Interview guides, prototypes, research plans, qualitative synthesis, rough sketches, even synthetic personas — all of these can now be AI-assisted. Used well, they help us reach real human insight sooner and more reliably.
AI isn’t making discovery obsolete — it’s making it impossible to skip.
Discovery gets trickier when the answers aren’t predictable
Still, the process has to evolve. AI-driven systems behave differently from traditional software.
They take non-deterministic input and produce non-deterministic output — meaning we can’t always predict what people will type or what the system will return.
That unpredictability is the whole point of AI. It helps users explore new, unpredictable paths. But it also means we need new ways to:
- shape how our bots behave,
- evaluate their responses, and
- tune the models, prompts, and architectures behind them.

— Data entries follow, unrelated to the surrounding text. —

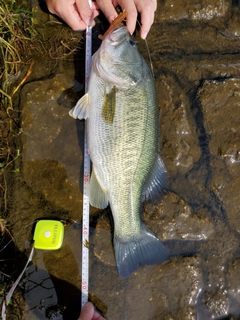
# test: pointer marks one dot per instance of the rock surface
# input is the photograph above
(194, 47)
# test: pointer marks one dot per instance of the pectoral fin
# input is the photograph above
(98, 198)
(156, 185)
(109, 104)
(81, 110)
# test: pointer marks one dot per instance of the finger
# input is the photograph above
(108, 9)
(147, 17)
(87, 312)
(85, 11)
(131, 10)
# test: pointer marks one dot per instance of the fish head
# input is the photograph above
(118, 60)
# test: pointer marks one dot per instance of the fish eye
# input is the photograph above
(132, 43)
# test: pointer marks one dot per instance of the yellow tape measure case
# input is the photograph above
(48, 235)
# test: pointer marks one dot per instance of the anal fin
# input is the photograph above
(156, 185)
(98, 198)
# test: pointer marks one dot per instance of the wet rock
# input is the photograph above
(152, 292)
(233, 293)
(173, 10)
(51, 154)
(220, 105)
(174, 219)
(178, 135)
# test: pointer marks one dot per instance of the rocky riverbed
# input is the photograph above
(195, 51)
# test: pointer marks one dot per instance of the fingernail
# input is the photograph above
(91, 22)
(111, 18)
(143, 35)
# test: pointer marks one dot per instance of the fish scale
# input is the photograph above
(122, 125)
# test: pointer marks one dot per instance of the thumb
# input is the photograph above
(87, 312)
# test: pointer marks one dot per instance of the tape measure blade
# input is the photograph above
(86, 181)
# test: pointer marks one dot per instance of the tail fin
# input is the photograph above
(143, 249)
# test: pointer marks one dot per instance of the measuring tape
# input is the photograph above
(86, 180)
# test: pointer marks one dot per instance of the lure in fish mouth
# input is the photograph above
(122, 117)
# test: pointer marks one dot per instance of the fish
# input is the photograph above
(122, 119)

Product discovery has to adapt to that. It’s how we teach the machines to be useful.
Product discovery’s biggest obstacle hasn’t changed
The challenge, as ever, is getting the evidence we collect — now faster than ever — into the product development process. If we fail at that, all this new AI horsepower just builds more stuff no one needs.
Product discovery never lacked relevance or product-market fit. The need for it has always been there. What we need now is the discipline to keep it front and center, especially when shiny new technology tempts us to move faster than we can learn.
So if your team is adding AI, ask yourself:
How will you know it’s actually helping your customers?